Pfadnavigation

Mehr bringt nicht mehr

Wer schriftliche Prüfungen bewertet, kennt bestimmt ähnliche Beispiele wie das folgende: Jemand beschreibt und erläutert in der schriftlichen Prüfung ausführlich, was unter einer Stablinien-, einer Matrix- und einer Tensor-Organisation zu verstehen ist, welche Weisungsbefugnisse bestehen und welche Vor- und Nachteile jeweils für ein Unternehmen zu beachten sind. Zum Schluss gibt die Prüfungsteilnehmerin oder der Prüfungsteilnehmer noch eine Empfehlung für das in der Situationsbeschreibung dargestellte Unternehmen ab. Der Haken an der Antwort: Die zugehörige Prüfungsaufgabe verlangt lediglich, eine geeignete Organisationsform auszuwählen und die Auswahl mit Blick auf die Situationsbeschreibung zu begründen.

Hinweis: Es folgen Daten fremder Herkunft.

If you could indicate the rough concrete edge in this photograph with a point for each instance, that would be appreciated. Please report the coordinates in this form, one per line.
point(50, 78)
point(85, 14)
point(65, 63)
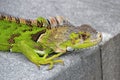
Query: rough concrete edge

„Auswählen und Begründen“, diese Signalworte verweisen auf die Taxonomie der Lernziele und stecken einen klaren Erwartungshorizont ab: Das Erläutern aller drei potenziell in Frage kommenden Organisationsformen ist hier nicht verlangt. Genaugenommen muss noch nicht einmal die ausgewählte Organisationsform erläutert werden. Vielmehr sollen die Prüfungsteilnehmerinnen und -teilnehmer einen Zusammenhang zwischen der beschriebenen Unternehmenssituation und der Notwendigkeit einer situationsadäquaten Organisationsform herstellen und basierend auf diesem Zusammenhang eine Form auswählen. Ist das gelungen, ist die Erwartung voll erfüllt. Wird demgegenüber zwar eine Organisationsform genannt, Anforderung „Auswählen“, aber nur eine oberflächliche Begründung geliefert, die auf das Spezifische der Unternehmenssituation nicht eingeht, zum Beispiel eine gewachsene Struktur, die in der beschriebenen Krisenphase die Neuausrichtung erschwert, wurden die Erwartungen nur zum Teil erfüllt. Und fehlt jeder Bezug zur Situationsbeschreibung, wurden die Erwartungen nicht erfüllt.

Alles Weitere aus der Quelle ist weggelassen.